There could be some joy for travellers if the coronavirus scare to China lifts quickly with fare discounting.

“That’s typically what happens when airlines want to build market share,” said Peter Harbison, chair of the CAPA Centre for Aviation.

Mr Chaskiel said discounting had been evident in Europe when the bushfires frightened off holidaymakers.

“You were able to fly from London to Australia return for $400 plus taxes when the price is usually around $1800,” he said.

So canny tourists should keep an eye open when the China market opens.

Qantas is suffering publicly, warning on Thursday that it is cutting seats to Asia by 15 per cent and trans-Tasman capacity by 6 per cent.

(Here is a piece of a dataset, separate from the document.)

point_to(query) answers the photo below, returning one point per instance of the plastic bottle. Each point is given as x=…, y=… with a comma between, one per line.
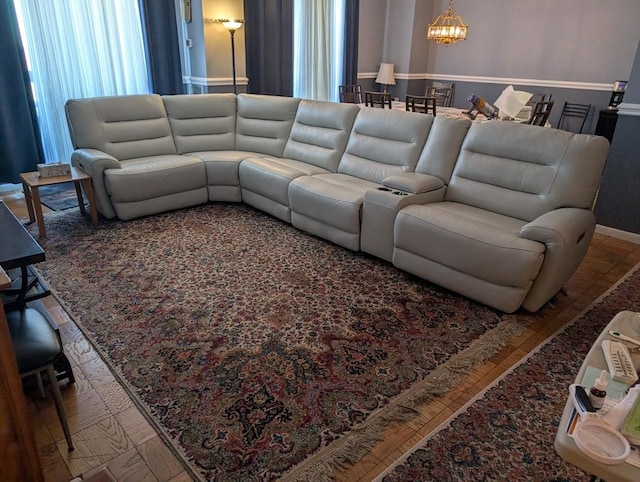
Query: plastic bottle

Jetstar’s business to Singapore and Thailand will be cut 14 per cent.

Up to 700 jobs are in the balance if things don’t recover and Qantas can’t make up ground by getting staff to take scheduled leave or bringing forward aircraft maintenance.

Qantas has already abandoned flights to Shanghai and halved services from Sydney to Hong Kong from 14 to seven.

Melbourne-Hong Kong and Brisbane-Hong Kong services are being cut by a third and Melbourne-Singapore service will be switched from the A380 super jumbo to a smaller Boeing 787.

Fragile tourists

The fragility of air traffic numbers is evident from Sydney Airport figures.

When the bushfires were at their worst in January, South Korean tourism tanked 10.3 per cent, while Canadian passenger numbers dropped 9.3 per cent, French figures dropped 7.1 per cent and UK figures 5 per cent.

With the Chinese market effectively closed, the 2 million-plus annual flow of tourists through Sydney airport could drop by at least 166,000 a month, hitting airport revenues and delivering a huge knock-on effect to the economy.

In China itself the airline industry is in crisis.

“China Southern has seen declines in its domestic market of 30 per cent. Internationally it has cut 30 to 40 per cent of seats and passengers, probably more,” Mr Harbison said.

That collapse in Chinese travel will have deep repercussions.

“Because China is so big now in terms of passengers and freight, this will have a very big impact like a big flood up river slowly moving down through the river system,” Mr Harbison said.

The government has extended the travel ban from China for one week, meaning tourists, businesspeople and students will be banned from coming to Australia until February 29.